InterSystems’ Chris Wilson explains why bigger is not always better when it comes to data.
The advent of the cloud has made businesses greedy for more data. While data is certainly instrumental to innovation, many organisations have lost sight of the fact that quantity isn’t everything. In fact, large numbers of businesses are collecting far more data than is truly needed to uncover the core insights they desire.
The impacts of this are manifold. Not only is it driving up costs from having to store and process such large volumes of data, but it can also be difficult to source the data, which can be vast and disorganised, and result in an ever-growing number of silos.
Additionally, once they have sourced the data, many organisations find that they can’t actually use that much of it, or at least not effectively, owing to a lack of context and biases, for example.
Beyond this, having so much data to sift through can ultimately be a distraction. After all, it can take significant amounts of time to dig into the data to get the answers they want and therefore impact a firm’s ability to be agile.
Consequently, firms need to take a new approach to avoid becoming overwhelmed by too much, often poor quality, data.
For financial services organisations, for example, they have to understand exactly what the business is trying to achieve and the subsequent questions they need to ask of their data and find a way to answer them with the smallest possible dataset.
In a world where bigger is often thought of as better, the power of small data – the minimum viable dataset required for the task in hand – shouldn’t be underestimated. In any case, it takes the right data to produce the right business results.
The fundamentals of small data
So, what exactly do we mean by ‘the minimum viable dataset’? In short, it refers to the smallest possible amount of data that is needed to enable an organisation to act effectively, such as to power any models that have been designed.
When it comes to defining just how much data that actually is, a focus should be on what the business needs and obtaining clean, high-quality data. The importance of high-quality data can’t be underestimated, with quality trumping quantity.
One example of this in practice is if a bank were to begin selling green mortgages, it first needs to understand who to target and how. For this, they would require access to a small amount of high-quality data that gives them the answers to those questions, helping them to determine which individuals have an environmental need or leaning and would therefore be likely to take out a green mortgage rather than a traditional one.
Firms must also determine whether they have the data they need or whether they would benefit from integrating data from third parties. For many firms, a lack of data integration capabilities has historically made integrating external data sources challenging and resulted in the creation of additional data swamps.
However, modern data architectures like connective tissue are primed to help them to overcome this issue. Otherwise known as a smart data fabric, connective tissue speeds and simplifies access to data assets across the entire business.
It accesses, transforms and harmonises data from multiple sources, on demand, to make it usable and actionable for a wide variety of business applications.
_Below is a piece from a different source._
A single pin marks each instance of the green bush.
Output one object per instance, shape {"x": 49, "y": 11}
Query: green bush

Meanwhile, embedded analytics capabilities like machine learning and artificial intelligence help firms to derive greater insights from small data, and to do so in real time.
Small data, big results
Adopting a small data approach offers financial services firms a wide range of benefits, including risk reduction. This is because working with a smaller amount of much more relevant real-time data will enable financial services firms to gather critical insights much more quickly than if they were having to sift through large volumes of data and could empower them to spot any potential risks faster.
For instance, if a banker is focused solely on selling mortgages, seeing every single customer transaction will take up precious time and garner few results. Conversely, by being able to quickly access only the most relevant transactions and data, they can make more informed decisions around who to offer mortgages to and the conditions they should be offering, thereby reducing risk.
This approach therefore allows users to get access to the data and insights quicker, reduces cost by reducing the amount of data needing to be stored and analysed and increases agility. Furthermore, handling less data reduces risk around GDPR and data governance, as well as the risk of data theft.
Quality over quantity
Ultimately, where data is concerned, bigger isn’t always better. Instead, what matters is having access to high-quality, relevant data to power the initiatives that truly matter to the organisation.
By adopting a small data approach and arming themselves with the right data infrastructure, firms will be able to do much more with less, gaining more intelligent and relevant insights that will allow them to increase efficiency, reduce risk and become more agile, while also obtaining a 360-degree view of their business.
This will not only empower those on the frontline to make more informed, accurate decisions, but it will also better serve the business leaders, who can gain greater insights at a glance.
By Chris Wilson
Chris Wilson is the sales director at data management company InterSystems.